Or rather... Don't hug me unless you're just actually giving a hug for the sake of giving a hug or if you're someone I love.

I love giving hugs and getting hugs. I meet a new friend? They get a hug. I see my family? They get a hug. Even my mom's co-workers got hugs.

But what I don't like are pity hugs. It always seems to shock me what people will say to me when they ask: "Can I give you a hug?"

Stupidly I always fall for it. Because I like hugs. I like the warmth and the good energy I feel when I'm able to make someone smile with one.

But unfortunately it feels uncomfortable now, extremely so when I get asked now and then I hear words relating to my least favorite subject:

The variations on: Do you have cancer?

I blame it on living near one of the best cancer hospitals in IL but gosh darnit people, I do NOT have cancer, stop giving me your pity, I don't like it, I don't like your ignorance, and I don't like feeling bad when I have to tell someone: "No, I'm not a cancer patient."

Feels even worse when I get told I'm beautiful and I'm utterly joyful over it because I've had confidence issues. I've tried to keep my confidence but my looks are the thing I'm LEAST proud of. I love parts of my body, I don't love the whole thing. Being told I'm beautiful never fails to make me feel good... Until well meaning strangers let their foot enter their mouth and follow it up with: "Don't worry even without hair you'll always be beautiful. The treatments'll end soon." Or: "I know chemo is hard but you'll get through it."

Stop it.

Stop it.

STOP IT!!!!

Don't... Take... The things in this world that make me feel good about myself and about life and turn them into something. I don't care what your agenda is, if your asking to come into my personal circle you better state your intentions now.

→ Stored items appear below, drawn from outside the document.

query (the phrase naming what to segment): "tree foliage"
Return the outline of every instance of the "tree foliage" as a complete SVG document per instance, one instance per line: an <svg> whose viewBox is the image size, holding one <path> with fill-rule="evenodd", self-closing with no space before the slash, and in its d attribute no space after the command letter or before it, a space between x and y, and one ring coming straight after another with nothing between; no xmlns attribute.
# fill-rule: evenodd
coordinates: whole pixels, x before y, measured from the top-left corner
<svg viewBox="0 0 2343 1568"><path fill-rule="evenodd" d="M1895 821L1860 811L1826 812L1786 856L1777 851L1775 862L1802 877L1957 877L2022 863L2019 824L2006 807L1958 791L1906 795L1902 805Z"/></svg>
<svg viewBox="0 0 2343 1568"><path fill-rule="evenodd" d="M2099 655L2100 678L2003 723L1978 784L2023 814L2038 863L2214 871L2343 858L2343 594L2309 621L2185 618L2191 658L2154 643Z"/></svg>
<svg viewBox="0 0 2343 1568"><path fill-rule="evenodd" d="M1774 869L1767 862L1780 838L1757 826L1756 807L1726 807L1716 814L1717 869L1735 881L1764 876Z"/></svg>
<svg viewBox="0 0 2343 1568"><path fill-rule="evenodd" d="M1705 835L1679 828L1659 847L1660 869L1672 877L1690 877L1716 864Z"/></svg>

I don't like it and when I wind up falling for it again as soon as the cancer pity comes out, you can bet your butt I'm moving as fast as humanly possible. One of my friends said I acted like I had just been told by the person they wanted to kill me with a rusty ax.

No.

They said I reminded them of their dead daughter.

I've been dealing with this since I was four. Four years old and I stupidly fall for it every time. Because I want to be a good person, because I want to make people smile but now unless it's a friend or family if I hear those words, I feel the dread.

Yet I still fall for it.

Stop trying to hug me.

I'm sick of getting my confidence burned.

Views: 1067

Comment by Sharalexis on January 12, 2016 at 4:24am

It is 11 degrees in Detroit, I went bald to day u should have seen the looks I got NO HUGS :)

Comment by Solange De Santis on January 13, 2016 at 3:09pm

Well, it happened again today. I attended a meeting with folks I used to work with. They are used to seeing me without hair, but there were guests there and one well-meaning woman asked, "Should I assume you're going through chemo?" No, actually. You shouldn't assume anything and you should mind your own business. And, of course, the predictable part 2 followed - she wanted to tell me her cancer story. I politely told her in one sentence that I have alopecia universalis, it's autoimmune and not cancer. I said I was glad she was better and changed the subject to the subject of the meeting. And so it goes.